Verelim gitsin Birgül başkası ile evlenmem diyor.” Dedim. Eniştem uzun uzun
düşündü “yeğenim bu oğlan bunu ezer. Oğlanın gözü onun aylığında. Çocukta her
yol var ve yola gelmez. Kızımız istiyorsa verdim haber gönder” dedi. Birgül’ü
çağırdım “ kızım bu evlilik yanlış amma tercih senin. Ömrümüz olursa seninle
sonra konuşacağım. Göreceğiz halini ne kadar pişman olacaksın keşke kafamı
koparsaydın diyeceksin lakin iş işten geçmiş olacak git haber ver gelsinler
istesinler aradığını bul” dedim. Birgül’le Serkan evlendiler. Serkan aynı tas
aynı hamam misali en ufak değişme düzelme olmaz. Birgül ne kadar kazanırsa
Serkan elinden almaya devam ediyor. Bir kızları oldu Birgül bir daha çocuk
yapmadı kızları şimdi üniversiteye gidiyor. Ailede başka çocuk ta yok. Birgül
“Abi seni dinlemek varmış gençlik bize neler ediyor. Keşke çocuklarımıza
dinlete bilsek onlar aynı hataya düşmese” demekte. Birgül birkaç defa boşanmaya
niyetlendi karşı çıktık. “senin tercihin bir çocuk var okuyor çocuğu kötü
etkiler” diye durdurduk. Aileyi bir arada tuttuk. Lakin aile pamuk ipliği ile
bağlı gibi her an ip kopabilir. Biri birlerine sevgi saygı kalmamış.
Bunları niçin anlattık. Belki gençlere
büyüklerini dinlemenin önemini anlatırız. Geçmiş olaylardan ders alırlar.

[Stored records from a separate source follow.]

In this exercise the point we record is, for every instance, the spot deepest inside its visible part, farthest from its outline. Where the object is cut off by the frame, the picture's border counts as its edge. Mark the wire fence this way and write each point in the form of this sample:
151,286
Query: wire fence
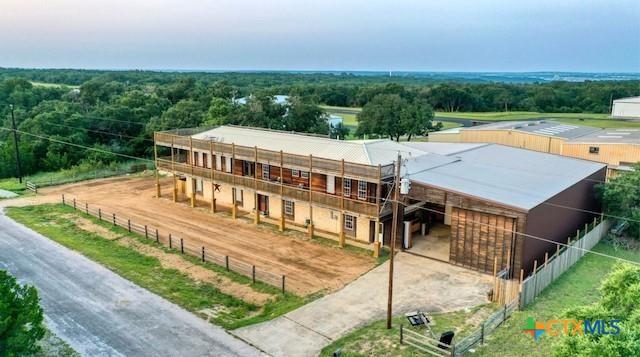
487,327
183,246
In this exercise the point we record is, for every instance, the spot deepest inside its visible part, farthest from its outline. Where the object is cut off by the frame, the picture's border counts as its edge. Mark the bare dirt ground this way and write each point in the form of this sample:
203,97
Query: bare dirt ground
308,266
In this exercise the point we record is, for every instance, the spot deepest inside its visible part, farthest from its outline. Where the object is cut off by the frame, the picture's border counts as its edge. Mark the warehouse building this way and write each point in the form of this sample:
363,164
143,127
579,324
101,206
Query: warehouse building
626,108
469,204
619,148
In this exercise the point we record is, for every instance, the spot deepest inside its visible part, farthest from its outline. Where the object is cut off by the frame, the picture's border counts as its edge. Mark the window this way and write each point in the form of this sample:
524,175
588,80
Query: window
239,197
289,208
349,222
362,190
346,187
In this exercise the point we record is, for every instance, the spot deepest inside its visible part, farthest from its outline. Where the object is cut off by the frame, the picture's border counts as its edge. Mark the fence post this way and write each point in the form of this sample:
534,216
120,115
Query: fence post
283,284
253,274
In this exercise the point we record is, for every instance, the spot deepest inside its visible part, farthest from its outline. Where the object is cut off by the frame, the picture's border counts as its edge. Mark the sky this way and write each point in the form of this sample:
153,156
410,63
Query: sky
347,35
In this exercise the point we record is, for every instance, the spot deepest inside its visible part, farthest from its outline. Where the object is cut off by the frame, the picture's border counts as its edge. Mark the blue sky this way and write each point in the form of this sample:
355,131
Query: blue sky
410,35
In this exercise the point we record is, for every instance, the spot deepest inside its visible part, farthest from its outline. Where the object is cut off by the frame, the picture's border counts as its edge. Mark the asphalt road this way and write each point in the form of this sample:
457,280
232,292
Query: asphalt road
101,314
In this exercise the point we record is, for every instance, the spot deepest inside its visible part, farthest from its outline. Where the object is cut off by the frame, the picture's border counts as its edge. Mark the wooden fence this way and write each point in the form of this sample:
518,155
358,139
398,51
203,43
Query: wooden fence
424,343
180,244
562,260
487,327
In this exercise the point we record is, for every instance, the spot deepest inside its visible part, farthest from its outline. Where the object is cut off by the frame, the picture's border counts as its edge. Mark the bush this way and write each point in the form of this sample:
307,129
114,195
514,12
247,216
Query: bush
620,301
20,318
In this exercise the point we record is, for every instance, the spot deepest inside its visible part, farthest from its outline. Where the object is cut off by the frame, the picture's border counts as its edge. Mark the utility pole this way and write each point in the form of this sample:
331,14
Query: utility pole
15,141
394,236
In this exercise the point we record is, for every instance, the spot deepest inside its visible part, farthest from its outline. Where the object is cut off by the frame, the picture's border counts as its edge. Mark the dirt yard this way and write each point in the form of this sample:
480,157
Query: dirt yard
309,267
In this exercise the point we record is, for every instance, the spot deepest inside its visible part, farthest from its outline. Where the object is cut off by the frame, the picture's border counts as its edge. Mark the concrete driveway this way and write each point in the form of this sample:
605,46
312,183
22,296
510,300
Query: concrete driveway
101,314
420,283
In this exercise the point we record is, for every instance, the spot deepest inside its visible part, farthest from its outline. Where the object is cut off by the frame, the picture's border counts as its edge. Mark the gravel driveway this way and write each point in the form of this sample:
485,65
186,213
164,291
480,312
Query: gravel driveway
101,314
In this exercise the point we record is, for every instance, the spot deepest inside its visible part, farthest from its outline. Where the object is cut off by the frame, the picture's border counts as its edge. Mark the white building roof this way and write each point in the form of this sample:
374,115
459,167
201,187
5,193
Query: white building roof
368,152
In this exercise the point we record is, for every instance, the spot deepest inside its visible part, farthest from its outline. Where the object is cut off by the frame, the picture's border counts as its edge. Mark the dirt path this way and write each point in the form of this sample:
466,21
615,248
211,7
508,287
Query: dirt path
309,267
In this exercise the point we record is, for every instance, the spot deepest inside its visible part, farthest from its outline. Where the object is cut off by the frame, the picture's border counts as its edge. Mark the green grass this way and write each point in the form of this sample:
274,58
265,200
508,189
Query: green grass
577,287
53,85
148,272
375,340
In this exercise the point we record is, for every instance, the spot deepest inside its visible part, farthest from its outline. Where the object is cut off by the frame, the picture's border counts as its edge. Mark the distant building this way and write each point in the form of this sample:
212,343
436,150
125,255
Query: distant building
334,120
277,99
627,108
619,148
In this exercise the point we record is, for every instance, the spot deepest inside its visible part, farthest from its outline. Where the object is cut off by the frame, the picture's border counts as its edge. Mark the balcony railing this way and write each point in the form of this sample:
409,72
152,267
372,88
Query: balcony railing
292,161
273,187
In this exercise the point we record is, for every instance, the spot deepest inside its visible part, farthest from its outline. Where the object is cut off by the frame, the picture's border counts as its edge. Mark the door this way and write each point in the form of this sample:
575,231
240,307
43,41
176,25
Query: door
263,204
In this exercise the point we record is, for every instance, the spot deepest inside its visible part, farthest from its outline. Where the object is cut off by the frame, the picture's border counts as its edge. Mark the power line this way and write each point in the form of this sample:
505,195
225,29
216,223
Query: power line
98,131
533,237
78,145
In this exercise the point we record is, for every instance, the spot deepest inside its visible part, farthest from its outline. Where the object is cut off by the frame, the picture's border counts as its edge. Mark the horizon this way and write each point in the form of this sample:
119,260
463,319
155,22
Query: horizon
286,35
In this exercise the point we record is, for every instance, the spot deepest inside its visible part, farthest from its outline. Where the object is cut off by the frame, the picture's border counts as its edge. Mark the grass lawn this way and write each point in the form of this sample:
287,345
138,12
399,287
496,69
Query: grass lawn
577,287
147,271
375,340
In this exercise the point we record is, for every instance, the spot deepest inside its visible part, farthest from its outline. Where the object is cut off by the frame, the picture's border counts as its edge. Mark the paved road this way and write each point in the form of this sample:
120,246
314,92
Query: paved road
419,283
101,314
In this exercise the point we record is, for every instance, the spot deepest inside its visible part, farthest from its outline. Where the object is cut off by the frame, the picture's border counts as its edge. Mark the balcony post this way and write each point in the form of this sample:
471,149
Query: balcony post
341,221
173,169
376,241
213,175
310,197
255,185
281,226
155,155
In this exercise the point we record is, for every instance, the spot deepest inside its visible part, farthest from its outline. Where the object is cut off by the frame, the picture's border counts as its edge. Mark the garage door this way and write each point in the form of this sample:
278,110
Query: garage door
477,238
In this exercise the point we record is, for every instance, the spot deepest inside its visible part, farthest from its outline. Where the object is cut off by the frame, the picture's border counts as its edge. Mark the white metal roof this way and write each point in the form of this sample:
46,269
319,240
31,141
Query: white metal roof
369,152
511,176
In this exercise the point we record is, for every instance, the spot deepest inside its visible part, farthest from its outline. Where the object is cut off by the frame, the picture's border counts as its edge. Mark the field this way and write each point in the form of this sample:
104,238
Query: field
310,267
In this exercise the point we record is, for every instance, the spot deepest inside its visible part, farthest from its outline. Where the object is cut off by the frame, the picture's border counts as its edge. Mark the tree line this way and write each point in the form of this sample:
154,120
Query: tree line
119,111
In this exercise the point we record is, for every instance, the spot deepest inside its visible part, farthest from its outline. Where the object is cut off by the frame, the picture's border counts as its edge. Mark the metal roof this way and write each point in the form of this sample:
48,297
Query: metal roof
540,127
515,177
611,136
628,100
368,152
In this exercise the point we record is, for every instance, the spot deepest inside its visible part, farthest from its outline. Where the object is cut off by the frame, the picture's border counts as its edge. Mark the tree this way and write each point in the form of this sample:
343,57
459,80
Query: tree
382,116
620,301
415,119
621,198
20,318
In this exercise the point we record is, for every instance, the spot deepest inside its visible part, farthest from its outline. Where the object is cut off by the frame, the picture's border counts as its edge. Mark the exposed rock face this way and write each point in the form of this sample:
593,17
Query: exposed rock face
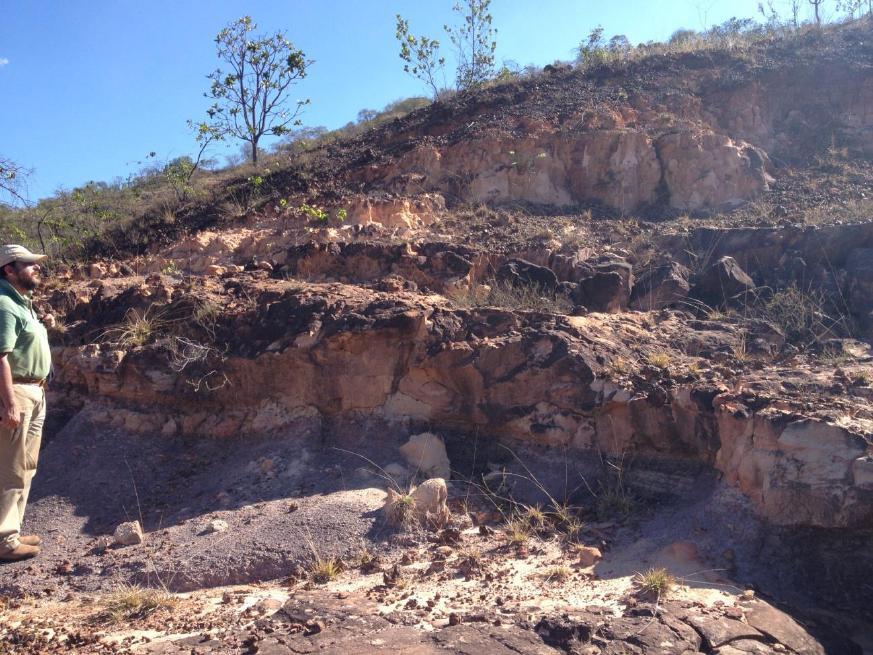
660,287
721,281
535,378
517,272
704,169
622,168
129,534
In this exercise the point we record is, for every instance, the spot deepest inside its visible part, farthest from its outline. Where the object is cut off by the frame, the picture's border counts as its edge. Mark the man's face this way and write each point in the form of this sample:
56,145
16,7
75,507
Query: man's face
26,275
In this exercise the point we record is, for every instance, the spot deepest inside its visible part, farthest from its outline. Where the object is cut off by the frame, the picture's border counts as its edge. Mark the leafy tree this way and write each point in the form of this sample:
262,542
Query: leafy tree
816,4
251,98
474,42
420,54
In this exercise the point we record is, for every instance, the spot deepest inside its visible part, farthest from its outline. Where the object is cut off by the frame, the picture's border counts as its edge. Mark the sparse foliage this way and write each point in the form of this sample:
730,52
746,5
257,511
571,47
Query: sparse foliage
421,56
474,42
503,294
251,99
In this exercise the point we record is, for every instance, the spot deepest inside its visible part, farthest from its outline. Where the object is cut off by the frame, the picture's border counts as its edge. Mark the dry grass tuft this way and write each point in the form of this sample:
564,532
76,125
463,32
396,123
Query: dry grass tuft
517,531
656,582
502,294
402,511
558,573
130,602
322,571
660,359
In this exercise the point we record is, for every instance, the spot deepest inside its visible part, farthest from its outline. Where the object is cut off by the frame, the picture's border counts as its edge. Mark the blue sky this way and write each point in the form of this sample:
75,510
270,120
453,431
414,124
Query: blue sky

Yıllanmış tecrübeleri kendileri yanılgıya düşmeden kullanırlar diye.
Hep kafamı karıştırmıştır. Bu zamana kadar
büyük sevdalarla kurulan yuvaların çok hızlı yıkıldığını gördüm. Çükü iki taraf
ta bir birinden bir insanın yapamayacağı altından kalkamayacağı şeyleri
yapmasını beklemekte istediğini de bulamayınca aile dağılmakta yıkılmakta.
Oysa mantık evliliği yapanlar 40.cı 50.ci
evlilik yıllarını kutluyorlar. Oda eşlerin karşılıklı bir birlerine ne
verebileceklerini, ne alabileceklerini gayet iyi bilmelerinden. Fazla bir şey
beklemeden evlilik kurumunun iki kişinin beraberce yaşaması, dünyaya
getirdikleri çocukları analı babalı her bakımdan sağlıklı büyütüp topluma
yararlı birer insan olmalarını sağlamak olduğu bilincinde olmalarıdır.
Toluma bakıldığı zaman (çocuklarına hâkim
olan güçlü annelerin yetiştirdiği çocuklar istisna) birçok gencin aile
yıkılması sebebi ile tüm kötü alışkanlıklara müptela olduklarını, ya da evlilik
yapmaktan korktuklarını görmek mümkündür.